Evidence acquisition: A detailed review on literature was performed using search engines and databases (Google Scholar and PubMed Central) using keywords as tetanus AND prevalence, tetanus AND mechanism as reference. The article lists available till date was scrutinized. The extracted manuscripts were analyzed for disease prevalence globally and were thoroughly compiled as a part of data mining. For ayurvedic references an in-depth search was performed in Charaka, Susrutha and Nagarjuna literature.

Result: Increased statistics and with partially understood mechanism, awareness about tetanus is still a lacuna. Further understanding of the disease by research communities will help in eradicating tetanus and also equipped clinicians with better management approach against this deadly infection which is simply much more complex to be understood.

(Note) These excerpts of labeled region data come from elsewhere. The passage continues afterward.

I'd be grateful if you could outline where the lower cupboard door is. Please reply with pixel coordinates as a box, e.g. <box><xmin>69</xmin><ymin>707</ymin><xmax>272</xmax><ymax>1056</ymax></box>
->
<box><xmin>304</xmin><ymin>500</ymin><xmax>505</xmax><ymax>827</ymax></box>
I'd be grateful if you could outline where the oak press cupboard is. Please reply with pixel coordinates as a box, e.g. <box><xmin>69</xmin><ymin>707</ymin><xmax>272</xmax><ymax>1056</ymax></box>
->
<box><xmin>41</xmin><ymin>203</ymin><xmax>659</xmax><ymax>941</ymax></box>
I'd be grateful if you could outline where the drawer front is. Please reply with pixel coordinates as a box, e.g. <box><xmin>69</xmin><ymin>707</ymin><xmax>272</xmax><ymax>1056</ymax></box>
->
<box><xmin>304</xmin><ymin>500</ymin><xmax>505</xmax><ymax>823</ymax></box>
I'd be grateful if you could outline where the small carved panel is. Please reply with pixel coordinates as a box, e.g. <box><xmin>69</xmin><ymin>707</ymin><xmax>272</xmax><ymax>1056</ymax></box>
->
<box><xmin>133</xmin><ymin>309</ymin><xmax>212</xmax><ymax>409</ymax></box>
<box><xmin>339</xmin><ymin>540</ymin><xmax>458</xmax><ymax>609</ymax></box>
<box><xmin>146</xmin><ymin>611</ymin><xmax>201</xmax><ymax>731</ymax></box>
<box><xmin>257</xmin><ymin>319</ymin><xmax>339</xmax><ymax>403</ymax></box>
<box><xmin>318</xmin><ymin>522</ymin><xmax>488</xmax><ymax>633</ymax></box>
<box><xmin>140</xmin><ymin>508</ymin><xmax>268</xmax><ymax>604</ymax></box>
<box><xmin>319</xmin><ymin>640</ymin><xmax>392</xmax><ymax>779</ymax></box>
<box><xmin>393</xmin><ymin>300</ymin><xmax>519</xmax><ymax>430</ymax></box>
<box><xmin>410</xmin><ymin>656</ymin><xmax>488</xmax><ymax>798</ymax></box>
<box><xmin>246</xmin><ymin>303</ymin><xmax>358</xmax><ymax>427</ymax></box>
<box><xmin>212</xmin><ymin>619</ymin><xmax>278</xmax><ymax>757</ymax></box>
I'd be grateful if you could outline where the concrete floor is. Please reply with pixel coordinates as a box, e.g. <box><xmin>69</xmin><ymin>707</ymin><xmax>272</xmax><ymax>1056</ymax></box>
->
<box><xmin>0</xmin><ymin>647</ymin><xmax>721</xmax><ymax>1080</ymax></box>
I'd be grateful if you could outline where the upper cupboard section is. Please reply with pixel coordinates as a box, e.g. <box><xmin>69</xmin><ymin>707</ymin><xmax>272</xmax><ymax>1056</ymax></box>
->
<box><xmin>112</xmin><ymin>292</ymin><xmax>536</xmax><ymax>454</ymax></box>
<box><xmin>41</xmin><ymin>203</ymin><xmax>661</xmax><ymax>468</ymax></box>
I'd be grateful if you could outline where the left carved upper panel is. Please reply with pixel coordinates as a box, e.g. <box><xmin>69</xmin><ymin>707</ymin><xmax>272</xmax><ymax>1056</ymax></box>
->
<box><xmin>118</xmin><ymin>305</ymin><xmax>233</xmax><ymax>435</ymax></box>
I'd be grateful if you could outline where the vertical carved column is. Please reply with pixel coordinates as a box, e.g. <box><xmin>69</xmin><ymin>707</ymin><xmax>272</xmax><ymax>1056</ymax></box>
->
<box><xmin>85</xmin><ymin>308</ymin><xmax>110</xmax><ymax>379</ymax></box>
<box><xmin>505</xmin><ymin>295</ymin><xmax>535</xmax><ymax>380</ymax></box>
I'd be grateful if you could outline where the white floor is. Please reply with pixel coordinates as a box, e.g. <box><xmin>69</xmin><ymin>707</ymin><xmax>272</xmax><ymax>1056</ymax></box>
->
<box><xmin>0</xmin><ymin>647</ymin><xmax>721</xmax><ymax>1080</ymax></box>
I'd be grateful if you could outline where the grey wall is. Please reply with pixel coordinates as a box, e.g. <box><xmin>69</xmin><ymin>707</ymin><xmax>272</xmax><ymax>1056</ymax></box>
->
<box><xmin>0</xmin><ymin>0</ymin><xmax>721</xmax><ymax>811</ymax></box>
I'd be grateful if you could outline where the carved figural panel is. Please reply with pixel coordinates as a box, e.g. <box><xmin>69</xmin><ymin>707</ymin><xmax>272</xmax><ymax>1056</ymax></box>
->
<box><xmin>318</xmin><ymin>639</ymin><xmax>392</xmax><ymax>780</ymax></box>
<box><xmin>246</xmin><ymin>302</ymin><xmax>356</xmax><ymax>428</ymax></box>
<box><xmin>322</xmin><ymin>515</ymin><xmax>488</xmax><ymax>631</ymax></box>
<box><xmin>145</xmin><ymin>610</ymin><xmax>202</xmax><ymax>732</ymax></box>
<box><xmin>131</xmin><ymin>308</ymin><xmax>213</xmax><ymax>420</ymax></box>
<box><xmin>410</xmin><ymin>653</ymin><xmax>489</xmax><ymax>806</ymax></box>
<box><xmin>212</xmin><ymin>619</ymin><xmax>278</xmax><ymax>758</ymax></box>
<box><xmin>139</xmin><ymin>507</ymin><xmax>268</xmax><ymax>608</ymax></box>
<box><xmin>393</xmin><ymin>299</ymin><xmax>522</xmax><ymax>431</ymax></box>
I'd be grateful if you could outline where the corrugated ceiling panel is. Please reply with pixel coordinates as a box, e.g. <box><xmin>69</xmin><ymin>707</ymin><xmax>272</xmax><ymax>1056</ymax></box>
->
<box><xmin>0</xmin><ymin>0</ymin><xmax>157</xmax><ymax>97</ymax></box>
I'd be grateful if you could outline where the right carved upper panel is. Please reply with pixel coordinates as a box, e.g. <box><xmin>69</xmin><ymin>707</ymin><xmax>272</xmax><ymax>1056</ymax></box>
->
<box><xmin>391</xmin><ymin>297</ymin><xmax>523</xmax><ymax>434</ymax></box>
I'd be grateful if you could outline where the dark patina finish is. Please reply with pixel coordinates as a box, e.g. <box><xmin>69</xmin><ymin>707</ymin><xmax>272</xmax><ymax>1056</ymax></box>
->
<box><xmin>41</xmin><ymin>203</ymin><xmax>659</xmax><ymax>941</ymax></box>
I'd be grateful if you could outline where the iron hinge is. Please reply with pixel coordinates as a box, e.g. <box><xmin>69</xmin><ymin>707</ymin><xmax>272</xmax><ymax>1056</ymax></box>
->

Key words: Clostridium tetani, Tetnospasmin, Tetanolysin, Immunization, Dhanustmbha and Nirgundi.

Tetanus is a non communicable disease and can be life threatening without proper treatment. The word tetanus is derived from Greek word ‘teinein’ meaning ‘to stretch’. [1] It is a serious disease caused by bacteria which affects nervous system and causes the tightening of the whole muscle in the infected host. Synonymically, it is also referred as lock jaw because it tightens the muscle of neck and jaws, but can spread to other parts of the body as disease progresses. Due to ubiquitous nature of the pathogen, the infection is found globally. According to Centers for disease control and prevention (CDC), approximately 10 to 20 percent infections are fatal. Tetanus is a type of infection disorder which demands immediate attention and treatment. Vaccines are available which can prevent the disease but this doesn’t last for long. To maintain the immunity against this disease periodic vaccination has to be administered at least once in every 10 years.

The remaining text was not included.